What we are doing here, is trying to segment off portions of the normal curve and then figuring out what percent of the whole, the segment is. We do that by first determining exactly where is the area of interest and then we determine how big the area is by using the table in the back of the book, the z table on page 546. First start by considering the area between the mean and some z score, say, 1.27.

Note on the normal curve, where that 1.27 is located. Then go to page 546 in your book. Move down the page to 1.2, and then across the page to .07. You should find 39.80.

This means that 39.80 percent of the entire
normal curve is found between
the mean and the z score of 1.27.

Now, if we wanted to know how much of the normal curve was located below the z score of 1.27, we would have to add the 39.8 percent to the 50 percent located below the mean.

The percentile for a z score of 1.27 is 89.8.

Percentages above or below some raw score

Suppose you wanted to throw rotten eggs at your stats professor.

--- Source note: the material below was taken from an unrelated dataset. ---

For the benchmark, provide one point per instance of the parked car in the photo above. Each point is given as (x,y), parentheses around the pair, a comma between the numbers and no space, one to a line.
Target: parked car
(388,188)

You know that eggs rot at an average rate of 14 hours at 75 degrees F. If the standard deviation is 3 hours, what percent of your eggs would be rotten and ready for tossing at 9 hours? (assuming, of course that you have a normally distributed population of eggs)

For this problem, you want to know what is the percent of the curve falling below the raw score of 9 hours.

First, determine the z score at 9 hours. The mean is 14 and the standard deviation is three. The z would be 9 minus 14, divided by 3, or -1.67. So, now you are getting closer to knowing what percent of eggs could be thrown at the end of just 9 hours. That would be the amount of time you'd have to spend doing just one of these problems, right?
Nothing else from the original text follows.